Even though Palo Alto Networks did not attribute these attacks to a particular group, the malware bears striking similarities to other recent attacks that are suspected of being state-sponsored: the use of documents with malicious macros, the use of PowerShell, the loading of malicious code directly in memory, the use of stealthy command-and-control channels and data exfiltration techniques, highly targeted phishing campaigns and more.
Developers can be valuable targets for cyberespionage. Their computers often hold proprietary information and access credentials for their employers’ networks and systems.
The Yahoo breach that resulted in hackers gaining access to the accounts of 500 million users started with a semi-privileged employee falling for a spear-phishing email.
The Dimnie attack campaign seems to have specifically targeted developers who are present on GitHub, a free source code hosting service. This category also includes developers who work for large companies and who publish personal open source projects in their spare time.

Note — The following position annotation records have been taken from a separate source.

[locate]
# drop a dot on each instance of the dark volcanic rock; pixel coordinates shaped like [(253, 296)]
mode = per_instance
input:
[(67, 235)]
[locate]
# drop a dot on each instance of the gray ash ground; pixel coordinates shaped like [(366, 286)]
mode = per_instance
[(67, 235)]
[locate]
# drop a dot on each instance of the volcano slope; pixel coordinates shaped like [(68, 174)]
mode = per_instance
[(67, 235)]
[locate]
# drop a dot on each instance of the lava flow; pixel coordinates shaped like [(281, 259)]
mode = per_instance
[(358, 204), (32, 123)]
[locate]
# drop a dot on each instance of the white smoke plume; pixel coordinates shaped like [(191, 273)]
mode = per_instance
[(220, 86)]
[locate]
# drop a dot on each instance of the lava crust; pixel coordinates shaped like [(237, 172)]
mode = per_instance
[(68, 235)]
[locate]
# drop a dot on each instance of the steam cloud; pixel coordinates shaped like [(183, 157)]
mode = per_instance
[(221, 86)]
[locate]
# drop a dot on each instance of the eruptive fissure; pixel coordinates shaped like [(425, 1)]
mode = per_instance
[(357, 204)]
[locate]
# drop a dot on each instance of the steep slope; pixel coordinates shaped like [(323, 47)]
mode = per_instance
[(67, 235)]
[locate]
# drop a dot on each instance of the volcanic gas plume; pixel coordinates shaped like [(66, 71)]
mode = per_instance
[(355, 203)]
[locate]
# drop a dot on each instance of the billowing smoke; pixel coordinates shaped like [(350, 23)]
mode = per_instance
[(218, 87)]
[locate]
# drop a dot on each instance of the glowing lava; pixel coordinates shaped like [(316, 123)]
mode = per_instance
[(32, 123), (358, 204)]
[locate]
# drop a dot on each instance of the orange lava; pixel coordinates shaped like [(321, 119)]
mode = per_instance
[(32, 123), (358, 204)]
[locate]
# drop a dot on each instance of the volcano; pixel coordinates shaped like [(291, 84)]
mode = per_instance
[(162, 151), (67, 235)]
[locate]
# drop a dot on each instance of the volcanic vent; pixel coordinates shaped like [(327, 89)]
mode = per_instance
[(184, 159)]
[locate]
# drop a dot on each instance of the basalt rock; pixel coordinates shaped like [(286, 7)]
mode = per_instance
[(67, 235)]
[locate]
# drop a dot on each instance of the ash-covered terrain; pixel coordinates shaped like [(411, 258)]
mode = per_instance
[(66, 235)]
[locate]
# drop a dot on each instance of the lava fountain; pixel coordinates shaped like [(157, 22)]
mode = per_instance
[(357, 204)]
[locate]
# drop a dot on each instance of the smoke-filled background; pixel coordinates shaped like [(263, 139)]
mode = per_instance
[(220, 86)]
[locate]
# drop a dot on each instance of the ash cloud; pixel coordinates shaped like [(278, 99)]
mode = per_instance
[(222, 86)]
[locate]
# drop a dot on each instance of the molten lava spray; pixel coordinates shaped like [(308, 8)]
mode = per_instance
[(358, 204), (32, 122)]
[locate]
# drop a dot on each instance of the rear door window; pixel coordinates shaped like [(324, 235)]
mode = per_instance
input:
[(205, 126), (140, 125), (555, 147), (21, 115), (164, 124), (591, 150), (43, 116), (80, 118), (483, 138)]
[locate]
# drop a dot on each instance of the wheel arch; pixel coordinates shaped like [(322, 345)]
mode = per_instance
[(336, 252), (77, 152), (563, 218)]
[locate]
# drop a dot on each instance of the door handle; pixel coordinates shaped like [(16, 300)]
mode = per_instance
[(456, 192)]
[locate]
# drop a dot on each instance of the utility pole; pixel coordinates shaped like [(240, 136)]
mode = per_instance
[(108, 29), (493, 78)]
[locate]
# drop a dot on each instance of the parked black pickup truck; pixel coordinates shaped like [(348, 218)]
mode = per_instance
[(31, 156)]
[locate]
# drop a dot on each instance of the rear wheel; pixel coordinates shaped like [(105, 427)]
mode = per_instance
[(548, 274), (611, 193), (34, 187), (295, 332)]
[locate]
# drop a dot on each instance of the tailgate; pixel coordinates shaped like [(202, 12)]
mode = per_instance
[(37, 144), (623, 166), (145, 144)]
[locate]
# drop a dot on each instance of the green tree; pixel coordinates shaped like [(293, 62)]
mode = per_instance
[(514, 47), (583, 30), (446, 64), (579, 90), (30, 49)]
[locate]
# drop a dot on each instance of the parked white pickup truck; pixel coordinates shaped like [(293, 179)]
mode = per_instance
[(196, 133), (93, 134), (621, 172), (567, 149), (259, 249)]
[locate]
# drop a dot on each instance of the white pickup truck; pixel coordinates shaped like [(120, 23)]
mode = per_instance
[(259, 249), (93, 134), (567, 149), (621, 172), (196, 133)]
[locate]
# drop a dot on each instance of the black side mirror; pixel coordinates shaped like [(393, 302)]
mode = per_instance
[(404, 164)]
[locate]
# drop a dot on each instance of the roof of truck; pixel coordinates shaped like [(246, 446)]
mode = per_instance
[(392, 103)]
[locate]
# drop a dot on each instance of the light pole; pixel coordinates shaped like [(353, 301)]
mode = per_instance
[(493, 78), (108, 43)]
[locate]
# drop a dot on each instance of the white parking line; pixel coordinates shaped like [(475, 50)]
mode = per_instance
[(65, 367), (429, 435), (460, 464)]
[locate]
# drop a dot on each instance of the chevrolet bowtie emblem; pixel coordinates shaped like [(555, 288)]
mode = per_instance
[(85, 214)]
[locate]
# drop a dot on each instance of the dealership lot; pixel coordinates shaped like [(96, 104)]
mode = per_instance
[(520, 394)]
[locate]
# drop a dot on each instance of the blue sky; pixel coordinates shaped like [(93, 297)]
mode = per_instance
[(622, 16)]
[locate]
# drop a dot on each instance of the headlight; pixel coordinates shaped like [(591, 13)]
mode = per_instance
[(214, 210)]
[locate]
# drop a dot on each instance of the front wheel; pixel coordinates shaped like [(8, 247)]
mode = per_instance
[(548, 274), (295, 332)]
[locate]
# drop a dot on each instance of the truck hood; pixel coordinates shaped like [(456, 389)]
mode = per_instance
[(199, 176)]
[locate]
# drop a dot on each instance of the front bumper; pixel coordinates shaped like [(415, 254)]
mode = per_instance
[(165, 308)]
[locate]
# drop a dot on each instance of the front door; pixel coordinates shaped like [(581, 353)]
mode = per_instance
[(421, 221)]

In a response to a report about these emails in January, Gervase Markham, who works as a policy engineer at Mozilla, said that he received several such messages to an email address that he only used on Github. This made him believe that the targeting might have been automated.
With access to source code repositories and distribution servers attackers can inject backdoors into software projects or turn the compiled binaries into Trojan horses. This has happened several times in the past. For example, the macOS version of the Transmission BitTorrent client hosted on the project’s official website was found to contain malware on two separate occasions.